KPMG has agreed to pay more than $6.2 million to settle Securities and Exchange Commission charges that the accounting firm failed to properly audit the financials of an oil and gas company that reported that assets valued at less than $5 million were worth nearly $500 million.
“Auditing firms must fully comprehend the industries of their clients. KPMG retained a new client and failed to grasp how it valued oil and gas properties,” Walter E. Jospin, director of the SEC’s Atlanta regional office, said in a press release issued on Tuesday that announced the settlement.
The case involved “improper professional conduct and securities law violations” by KPMG and John Riordan, the firm’s engagement partner in charge of the 2011 audit of the financials of Miller Energy Resources. Riordan, who has been the managing partner of KPMG’s Knoxville, Tenn., office since 2013, agreed to pay $25,000 in penalties and be suspended from appearing or practicing before the SEC as an accountant.
Neither KPMG nor Riordan admitted or denied the charges. “This matter is related to audit work performed in 2011. KPMG is committed to the highest standards of professionalism, integrity, and quality, and we have fully cooperated with our regulators to reach a resolution,” the firm said in a prepared statement obtained by CFO.
During its fiscal 2010, Miller Energy bought oil and gas interests in Alaska for an amount the company estimated at $4.5 million. Later, in violation of GAAP, Miller reported those assets at an inflated value of $480 million in its fiscal 2010 financial statements, according to the SEC’s settled order.
In Miller Energy’s fiscal year 2011, the year following the acquisition of the Alaska assets, the company hired KPMG as its auditor. The audit firm issued an audit report containing an unqualified opinion on Miller Energy’s fiscal 2011 financial statements.
But as they conducted the audit and reviewed Miller’s financials for fiscal 2011 and the third quarter of fiscal 2011, KPMG and Riordan failed to comply with Public Company Accounting Oversight Board standards.
The PCAOB standards required KPMG, as part of its 2011 audit, to analyze the effect of Miller’s opening account balances, including the value of its oil and gas properties, on its current-year financials, according to the order.

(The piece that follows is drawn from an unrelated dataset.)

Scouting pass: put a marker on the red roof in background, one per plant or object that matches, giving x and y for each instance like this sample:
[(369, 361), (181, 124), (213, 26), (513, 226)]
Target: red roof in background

But “KPMG and Riordan failed to obtain sufficient competent evidence regarding the impact of the opening balances on the current-year financial statements, despite knowing that no proper fair-value assessment had been performed by management in the prior year,” the SEC charged.
Without admitting or denying the charges the SEC had brought against it, Miller Energy agreed to pay $5 million in civil penalties in a 2016 settlement.